The second project funded by Milk SA is based on biological control of fasciolosis (liver fluke infestation). This results because drug control is expensive and resistance to drugs on the market is now limiting this option. The objective is to develop a combination of botanical extracts and bio-control agents to control the different life stages of the liver flukes, and to control the intermediate snail hosts of the parasite. It was argued that the solution should be sustainable, as it is based on locally sourced botanical extracts to kill adult flukes and on locally sourced bio-control agents to kill the snails. Examples are fungi, bacteria and beneficial nematodes isolated from pastures and water bodies. The main points of the research focus were to:
- Screen a range of non-toxic botanical extracts for activity against liver fluke adults and eggs in vitro and in vivo.
- Isolate and screen a range of bio-control agents for the control of eggs, metacercariae, miracidia and cercariae, which are the stages that live in pastures even for brief periods before ingestion by snails or livestock.
- Isolate and screen bio-control agents for the control of snail species that act as the intermediate host in the life cycle of Fasciola species.
In the inhibition work of the liver fluke, the efficacy of Morgana (Lilium spp), Moringa (Moringa oleifera), Funnel and Lemon grass (Cymbopogon spp) extracts were tested in vitro against fluke eggs using three dfferent solvents at 20 % concentration. Results showed that both Morgana and the Moringa plant extract was 100% effective. With ethanol extraction, both pineapple (Ananas comosus) and Moringa showed strong ovicidal effects against the eggs of the fluke. In the control of the snail host, Bacillus species, believed to have strong molluscicidal activity, were investigated. A total of 43 isolates were tested against the Lymnaea host. Screening trials revealed possible interference with the reproduction of the snails. Two isolates may have had an effect in the delay of reproduction and another isolate may have had an effect in the inhibition of reproduction. The results, however, were inconclusive but at the time further screening had to be abandoned since the post-doctoral student left to take up a position in Saudi-Arabia.

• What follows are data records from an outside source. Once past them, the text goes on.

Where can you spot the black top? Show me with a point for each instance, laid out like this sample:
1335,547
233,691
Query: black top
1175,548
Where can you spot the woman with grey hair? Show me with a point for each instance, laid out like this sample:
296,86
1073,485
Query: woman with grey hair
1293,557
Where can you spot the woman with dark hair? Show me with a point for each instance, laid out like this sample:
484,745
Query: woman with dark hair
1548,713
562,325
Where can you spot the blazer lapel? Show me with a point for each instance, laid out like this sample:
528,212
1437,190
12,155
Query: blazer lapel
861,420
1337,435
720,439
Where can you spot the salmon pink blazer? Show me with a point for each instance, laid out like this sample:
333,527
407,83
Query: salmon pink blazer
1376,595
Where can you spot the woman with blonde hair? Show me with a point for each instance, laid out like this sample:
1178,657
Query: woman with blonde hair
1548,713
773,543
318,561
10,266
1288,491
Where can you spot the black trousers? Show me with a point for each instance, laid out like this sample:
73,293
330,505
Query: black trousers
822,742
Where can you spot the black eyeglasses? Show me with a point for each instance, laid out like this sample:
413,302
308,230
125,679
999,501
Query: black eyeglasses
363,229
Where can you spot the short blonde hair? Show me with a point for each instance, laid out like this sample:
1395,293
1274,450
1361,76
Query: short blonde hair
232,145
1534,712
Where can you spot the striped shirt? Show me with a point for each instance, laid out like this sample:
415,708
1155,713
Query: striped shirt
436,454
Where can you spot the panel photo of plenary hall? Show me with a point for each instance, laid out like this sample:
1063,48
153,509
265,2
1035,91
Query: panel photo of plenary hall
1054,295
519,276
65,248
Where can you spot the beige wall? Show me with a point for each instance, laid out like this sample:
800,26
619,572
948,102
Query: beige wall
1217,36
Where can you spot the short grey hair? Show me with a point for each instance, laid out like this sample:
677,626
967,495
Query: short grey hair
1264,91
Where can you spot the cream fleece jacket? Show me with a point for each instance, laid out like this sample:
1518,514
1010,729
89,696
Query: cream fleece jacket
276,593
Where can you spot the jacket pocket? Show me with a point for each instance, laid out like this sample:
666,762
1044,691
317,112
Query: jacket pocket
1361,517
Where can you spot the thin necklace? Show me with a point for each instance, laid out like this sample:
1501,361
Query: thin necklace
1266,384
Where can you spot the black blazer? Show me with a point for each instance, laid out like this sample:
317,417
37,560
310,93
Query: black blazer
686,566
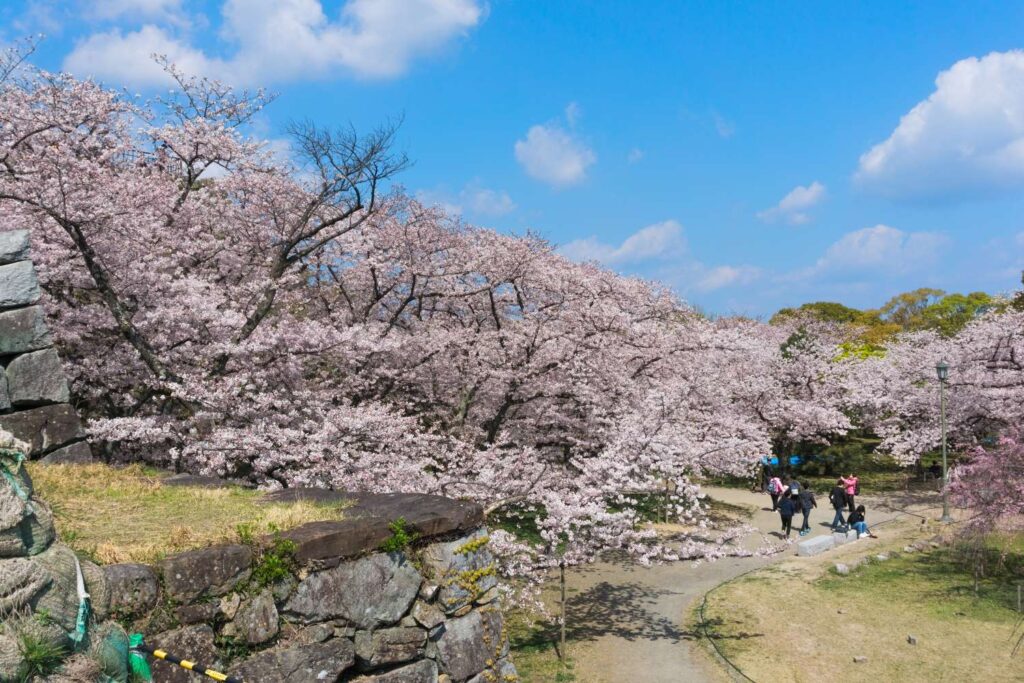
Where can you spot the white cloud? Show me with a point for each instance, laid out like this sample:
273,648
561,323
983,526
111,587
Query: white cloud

The Bacillus work has been picked up a year later. Due to difficulties in culturing and maintaining l. truncatula and L. columella in the laboratory, a population of aquatic snails (Physella acuta) was build up in tanks as a proxy for the fluke snail host. A total of 128 isolates that were identified as molluscicidal candidates from the initial 1193, are screened intensively. The results thus far have confirmed a general lack of direct activity against the aquatic snails, although two appear promising. In parallel, products of bacterial secondary metabolism are assessed for molluscicidal activity. This development may point to the right direction. The activity seems to be related to lipopeptide compounds which are bioactive surfactant molecules associated with the toxicity of Bacillus species.